2 replies to this topic

[meri]

Hello everybody!
I have read a lot of topics about GST, Thrombin,...but I would like to be sure to do the experiment well, so I am here to ask you again some questions.

I am doing a GST-pulldown using GST-protX (26Da) and a mouse brain lysate, I want see 2 proteins that we will call A and B with molecular weight 55kDa and 24KDa, respectively. So, the problem is that I can't see the protein B because the MW is very similar with GST-protX.

I am thinking to use Thrombin to divide protX+bound proteins from the GST but...
1. Does Thrombin work well if there are beads in the solution?

2. I could eluate GSTprotX+bound proteins from the beads, cut with Thrombin and bind again GST with beads. Could be a good way to perform the experiment?

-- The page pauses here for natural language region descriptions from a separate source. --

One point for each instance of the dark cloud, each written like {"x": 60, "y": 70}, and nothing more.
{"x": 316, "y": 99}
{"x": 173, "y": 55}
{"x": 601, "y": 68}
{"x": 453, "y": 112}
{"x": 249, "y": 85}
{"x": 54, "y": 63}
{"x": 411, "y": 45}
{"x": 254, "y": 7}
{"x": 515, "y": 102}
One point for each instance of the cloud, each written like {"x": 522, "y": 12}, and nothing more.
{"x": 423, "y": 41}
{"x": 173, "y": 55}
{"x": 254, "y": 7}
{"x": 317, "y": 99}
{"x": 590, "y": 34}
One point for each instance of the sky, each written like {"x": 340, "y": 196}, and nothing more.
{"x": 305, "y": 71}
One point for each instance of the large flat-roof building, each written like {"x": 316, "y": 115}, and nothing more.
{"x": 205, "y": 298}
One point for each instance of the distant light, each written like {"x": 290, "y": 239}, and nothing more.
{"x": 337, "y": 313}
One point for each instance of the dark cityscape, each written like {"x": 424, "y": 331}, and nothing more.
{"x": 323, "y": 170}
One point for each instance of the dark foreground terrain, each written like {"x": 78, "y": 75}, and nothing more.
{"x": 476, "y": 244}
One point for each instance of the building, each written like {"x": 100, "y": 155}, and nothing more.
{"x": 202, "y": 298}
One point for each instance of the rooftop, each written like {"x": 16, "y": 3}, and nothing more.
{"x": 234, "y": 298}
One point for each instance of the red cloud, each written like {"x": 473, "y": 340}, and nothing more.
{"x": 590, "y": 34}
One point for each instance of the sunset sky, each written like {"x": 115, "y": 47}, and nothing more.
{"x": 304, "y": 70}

3. Do you know if I will see Thrombin in the gel after a ponceu staining? Because I don't know how many micrograms are one unit of Thrombin enzyme. I think I will use about 20units of Thrombin and I don't want to see a big band on the gel!!! I don't want to risk to cover the signal of my proteins A and B!!!

Thank you veeeery much for your help!

[meri]

hello again!
I wrote to GE healthcare to understand how many micrograms are 1 unit of Thrombin:

The specific activity is at least 7500 units/mg which means that 500 units corresponds to 66.7 microgram.

So If I will use 30units of Thrombin maybe I will load abot 4ug of enzyme and it will not give me problems!

[metionina]

I use 100 U of thrombin and it works well, with no problem for gel staining.
Your option 2 I think it's the better way to cut and then recover your protein.
There is also a thrombin (I forgot who sells it) that is bound to agarose beads: an easy way to  isolate the thrombin after digestion.